Home / BCCLA Submission to Health Canada regarding medical marijuana program and compassion clubs

BCCLA Submission to Health Canada regarding medical marijuana program and compassion clubs

Just last month, the BC Civil Liberties Association issued a press release denouncing what appears to be a national campaign by law enforcement officials to shut down medical cannabis pharmacies across Canada. We said then and will reiterate today that the effect of these raids is to force thousands of Canadians to purchase their medicine on the street.

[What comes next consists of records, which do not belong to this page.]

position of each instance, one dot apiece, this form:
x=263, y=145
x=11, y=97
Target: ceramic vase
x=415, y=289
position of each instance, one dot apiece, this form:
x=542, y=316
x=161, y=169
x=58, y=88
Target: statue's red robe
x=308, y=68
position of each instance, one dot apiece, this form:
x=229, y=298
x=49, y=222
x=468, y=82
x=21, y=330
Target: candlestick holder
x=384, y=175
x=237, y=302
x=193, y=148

Over the course of what is a wearily long litigation history, Canadian courts have repeatedly found the Medical Marijuana Access Regulations unconstitutional for failing to provide patients genuine and workable access to medical marijuana. In our view, if government cannot bring itself to provide people with the medication they need in a timely and appropriate way, at the very least it should not harass and prosecute those who do: namely, compassion clubs.

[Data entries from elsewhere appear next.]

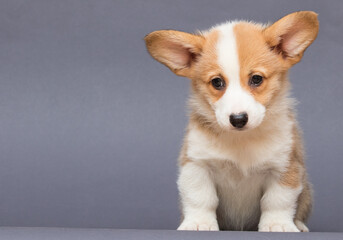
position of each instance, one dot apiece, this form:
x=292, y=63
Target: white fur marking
x=236, y=99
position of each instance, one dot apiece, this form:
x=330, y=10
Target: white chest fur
x=239, y=166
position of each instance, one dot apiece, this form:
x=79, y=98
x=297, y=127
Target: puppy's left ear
x=291, y=35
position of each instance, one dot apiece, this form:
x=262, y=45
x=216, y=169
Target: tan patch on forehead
x=255, y=57
x=207, y=68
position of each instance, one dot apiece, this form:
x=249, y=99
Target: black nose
x=239, y=120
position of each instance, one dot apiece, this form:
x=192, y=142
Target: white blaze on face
x=236, y=99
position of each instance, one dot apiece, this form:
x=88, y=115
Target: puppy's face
x=236, y=68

The BCCLA urges Health Canada to take the opportunity to adopt the compassion club model – a model highly conducive to effect oversight and regulation; a model fully compatible with effective and appropriate law enforcement; the model most likely to harness knowledge and expertise for medical benefit and, finally and most importantly, a model in which genuine, safe access to needed medications becomes something other than a legal fiction for thousands of critically and chronically ill Canadians.